For as long as Penticton has been in my life (so pretty much from the get-go), I've always had a soft spot in my heart for the Sicamous, and often daydreamed as a child playing mere feet away in the warm waters of Okanagan Lake, what it must have been like to travel on her during her heyday.
It was with no small amount of elation then that I learned earlier in the year that my parent's renovation company, Ricklyn Renos would be doing work this summer on the Sicamous.
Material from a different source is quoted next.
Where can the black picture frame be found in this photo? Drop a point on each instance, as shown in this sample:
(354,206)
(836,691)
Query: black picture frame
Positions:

The reno repairs/improvements they've been making are terrific, and will go a long way in helping to ensure that the Sicamous continues to sit majestically on the shores of Okanagan Lake for many years to come.
While I'd certainly stepped foot on the Sicamous before throughout my life for various events and simply to visit, before this year I'd never had a family connection to one of the area's most impressive and important pieces of history.
With that thought in mind, one gloriously sunny summer day not too long ago, as the afternoon hours slowly burned into early evening, Tony and I hopped in the car and shot some photos near the once powerful paddlewheel of the Sicamous, as well as the surrounding area, including the charming little vintage tugboats that are located beside the great ship they once helped traverse the waters of Okanagan Lake.
These images bring a smile to my face and heart alike, for they capture not only the spirit of summer's golden beauty, but also some of the grandeur and elegance of of the SS Sicamous and a time when water travel was vital to the area's economy, growth, and daily life. Which I'm now honoured to say, my own parents have had a small role in helping to preserve for generations of locals and visitors alike to discover, enjoy and daydream about - just as I long have - too.